Le nouveau bureau de l’Alberta à Ottawa est situé à quelques centaines de mètres de la colline du Parlement.

Pas de terrain d’entente sur l’identité de genre

Le hasard aura voulu que ce soit le ministre originaire de l’Alberta, Randy Boissonnault, qui rencontre Mme Smith en après-midi, le ministre des Affaires intergouvernementales, Dominic LeBlanc, étant coincé au Nouveau-Brunswick à cause de la tempête qui s’est abattue en Atlantique.

Il venait de traiter Mme Smith de bully lors de la période des questions en accusant le député conservateur de l’Alberta, John Barlow, « de se tenir aux côtés des intimidateurs » en appuyant la nouvelle politique sur l’identité de genre annoncée par la première ministre la semaine dernière.
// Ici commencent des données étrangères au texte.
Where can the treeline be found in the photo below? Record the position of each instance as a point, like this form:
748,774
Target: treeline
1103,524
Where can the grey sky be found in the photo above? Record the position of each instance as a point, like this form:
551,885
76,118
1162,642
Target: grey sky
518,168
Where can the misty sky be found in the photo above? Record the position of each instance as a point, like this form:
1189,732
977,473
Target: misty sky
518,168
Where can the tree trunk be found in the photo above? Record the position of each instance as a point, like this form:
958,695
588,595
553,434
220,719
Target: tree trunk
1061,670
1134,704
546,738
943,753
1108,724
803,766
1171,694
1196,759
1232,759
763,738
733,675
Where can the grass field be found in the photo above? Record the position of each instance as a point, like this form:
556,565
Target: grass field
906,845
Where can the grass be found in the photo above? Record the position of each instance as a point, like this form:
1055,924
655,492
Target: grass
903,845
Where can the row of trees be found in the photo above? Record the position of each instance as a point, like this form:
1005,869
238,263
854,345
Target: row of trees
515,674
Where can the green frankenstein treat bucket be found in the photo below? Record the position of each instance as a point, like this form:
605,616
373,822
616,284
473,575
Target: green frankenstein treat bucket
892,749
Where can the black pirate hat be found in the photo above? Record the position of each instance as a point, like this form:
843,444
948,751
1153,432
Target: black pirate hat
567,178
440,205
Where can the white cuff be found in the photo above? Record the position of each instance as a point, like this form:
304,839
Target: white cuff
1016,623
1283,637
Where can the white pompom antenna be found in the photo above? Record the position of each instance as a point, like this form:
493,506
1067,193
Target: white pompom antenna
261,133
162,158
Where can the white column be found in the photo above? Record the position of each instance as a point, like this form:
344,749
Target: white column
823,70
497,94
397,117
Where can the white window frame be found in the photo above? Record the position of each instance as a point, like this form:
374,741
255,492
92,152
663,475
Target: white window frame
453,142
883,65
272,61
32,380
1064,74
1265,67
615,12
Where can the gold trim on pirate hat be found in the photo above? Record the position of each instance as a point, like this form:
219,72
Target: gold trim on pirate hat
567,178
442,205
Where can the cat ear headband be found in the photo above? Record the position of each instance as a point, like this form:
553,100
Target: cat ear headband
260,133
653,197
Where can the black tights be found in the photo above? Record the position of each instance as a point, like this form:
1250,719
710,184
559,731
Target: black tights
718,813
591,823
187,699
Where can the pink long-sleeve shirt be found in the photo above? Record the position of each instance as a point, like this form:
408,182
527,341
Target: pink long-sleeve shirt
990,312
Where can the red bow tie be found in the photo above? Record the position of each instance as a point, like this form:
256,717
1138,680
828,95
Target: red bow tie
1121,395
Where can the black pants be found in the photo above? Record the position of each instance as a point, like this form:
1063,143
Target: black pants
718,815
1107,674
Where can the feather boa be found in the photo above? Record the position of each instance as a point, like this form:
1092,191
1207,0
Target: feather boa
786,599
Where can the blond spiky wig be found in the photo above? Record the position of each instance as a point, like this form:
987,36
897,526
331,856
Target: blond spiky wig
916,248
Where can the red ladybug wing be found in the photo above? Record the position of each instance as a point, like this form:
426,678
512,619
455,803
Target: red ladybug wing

Elle veut interdire les chirurgies d’affirmation de genre aux moins de 18 ans et les traitements hormonaux aux moins de 16 ans. Le consentement parental sera requis pour tout changement de pronom ou de nom pour les moins de 16 ans. Elle prévoit également créer des ligues sportives neutres pour éviter que les femmes aient à compétitionner contre des athlètes transgenres.

Cette politique a été dénoncée par de nombreux groupes dont la Société canadienne de pédiatrie qui craint pour la santé physique et mentale des jeunes trans et estime que le gouvernement n’a pas à s’en mêler.

« Nous devons simplement adopter une approche réfléchie à ce sujet et veiller à ce que les jeunes soient pleinement informés, qu’ils ne soient pas bousculés et qu’ils soient en mesure de prendre une décision à un âge où ils sont en mesure de faire face aux conséquences de ces décisions », s’est défendue Mme Smith.

Elle compte déposer un projet de loi l’automne prochain et n’exclut pas d’utiliser la clause dérogatoire pour la protéger sa nouvelle politique d’éventuelles contestations judiciaires.

« Je lui ai indiqué très clairement que je trouve que c’est dangereux et j’ai dit carrément qu’il va y avoir plus de suicides chez les jeunes si sa politique continue », a réagi le ministre l’Emploi, du Développement de la main-d’œuvre et des Langues officielles, Randy Boissonnault.

Si les discussions entourant l’énergie ont été productives, il affirme ne pas avoir été rassuré du tout sur la question de l’identité de genre au sortir de sa rencontre.